Ancak yeni bir araştırmada Hollanda nüfus kayıtlarından elde edilen özgün veriler kullanıldı. Bu veriler, 1940 ile 1990 yılları arasında doğan dokuz milyondan fazla insanın yaşam süreçlerini takip etmemizi sağladı. Önceki çalışmalarda bu veri seti evli bir çiftin çocuklarının, birlikteliklerinin istikrarını etkileyip etkilemediğini incelemek ve aynı cinsiyetten ve farklı cinsiyetten çiftler tarafından büyütülen çocukların akademik başarısını karşılaştırmak için kullanılmıştı. Bu kez ise Kardeş Doğum Sırası Etkisinin tutarlı bir testi sağlamak için kullanıldı. Veriler bireylerin cinsel yönelimine ilişkin doğrudan ölçümleri içermese de onların eşcinsel evliliğe veya kayıtlı birlikteliğe girip girmediklerini gösteriyordu. Bu bilgi eşcinselliğin temsili olarak kullanıldı. Belirtmek gerekir ki Hollanda’da kayıtlı eşcinsel birliktelikler 1998’den beri, eşcinsel evlilikler ise 2001’den beri tanınmaktadır.

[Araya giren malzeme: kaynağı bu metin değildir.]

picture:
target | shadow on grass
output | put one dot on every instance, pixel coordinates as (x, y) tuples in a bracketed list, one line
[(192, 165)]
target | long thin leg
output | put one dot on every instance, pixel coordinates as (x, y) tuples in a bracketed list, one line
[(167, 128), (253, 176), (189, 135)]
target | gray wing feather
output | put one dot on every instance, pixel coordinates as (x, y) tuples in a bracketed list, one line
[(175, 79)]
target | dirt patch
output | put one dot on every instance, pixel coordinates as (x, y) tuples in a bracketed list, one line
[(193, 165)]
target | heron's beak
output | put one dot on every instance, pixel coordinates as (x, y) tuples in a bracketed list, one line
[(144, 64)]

Sonuçlar, kardeş doğum sırasının eşcinsellik üzerindeki etkisine dair açık kanıtlar olduğunu gösteriyor. Spesifik olarak, bir ağabeyi olan erkeklerin aynı cinsiyetten bir birlikteliğe girme oranı bir ablası olan erkeklere göre %12, sadece bir küçük erkek veya kız kardeşi olan erkeklere göre ise %21 daha fazladır. Doğum sırası ve toplam kardeş sayısı da önemli etkenlerdir. En küçük kardeş olan erkeklerin aynı cinsiyetten cinsel birlikteliğe oranı, en büyük kardeş olan erkeklere göre daha fazladır ve toplam kardeş sayısı arttıkça farklılıklar daha da büyümektedir. Örneğin, bir erkeğin aynı cinsiyetten bir birlikteliğe girme oranı, üç ağabeyi olan birinde üç ablası olan birine göre %41 daha yüksek; üç küçük erkek kardeşi olan birine göre ise %80 daha yüksektir.

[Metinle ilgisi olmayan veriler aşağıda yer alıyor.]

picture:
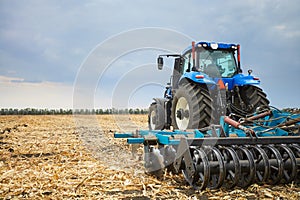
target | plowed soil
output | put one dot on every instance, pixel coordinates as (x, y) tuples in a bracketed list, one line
[(67, 157)]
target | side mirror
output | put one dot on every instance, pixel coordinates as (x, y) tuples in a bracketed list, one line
[(250, 71), (160, 63)]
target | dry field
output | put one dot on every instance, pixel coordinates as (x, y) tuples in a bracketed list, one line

Aşağıdaki tablo, üçe kadar kardeşe sahip olanlar arasında aynı cinsiyetten birliktelikte bulunan erkeklerin sayısını gösteren bazı bulguları göstermektedir. Büyük kardeşlerin cinsiyeti, aynı cinsiyetten birliktelik üzerinde önemli bir etkiye sahiptir. Öte yandan, küçük kardeşlerin cinsiyeti burada çok az rol oynamakta ya da hiç oynamamaktadır.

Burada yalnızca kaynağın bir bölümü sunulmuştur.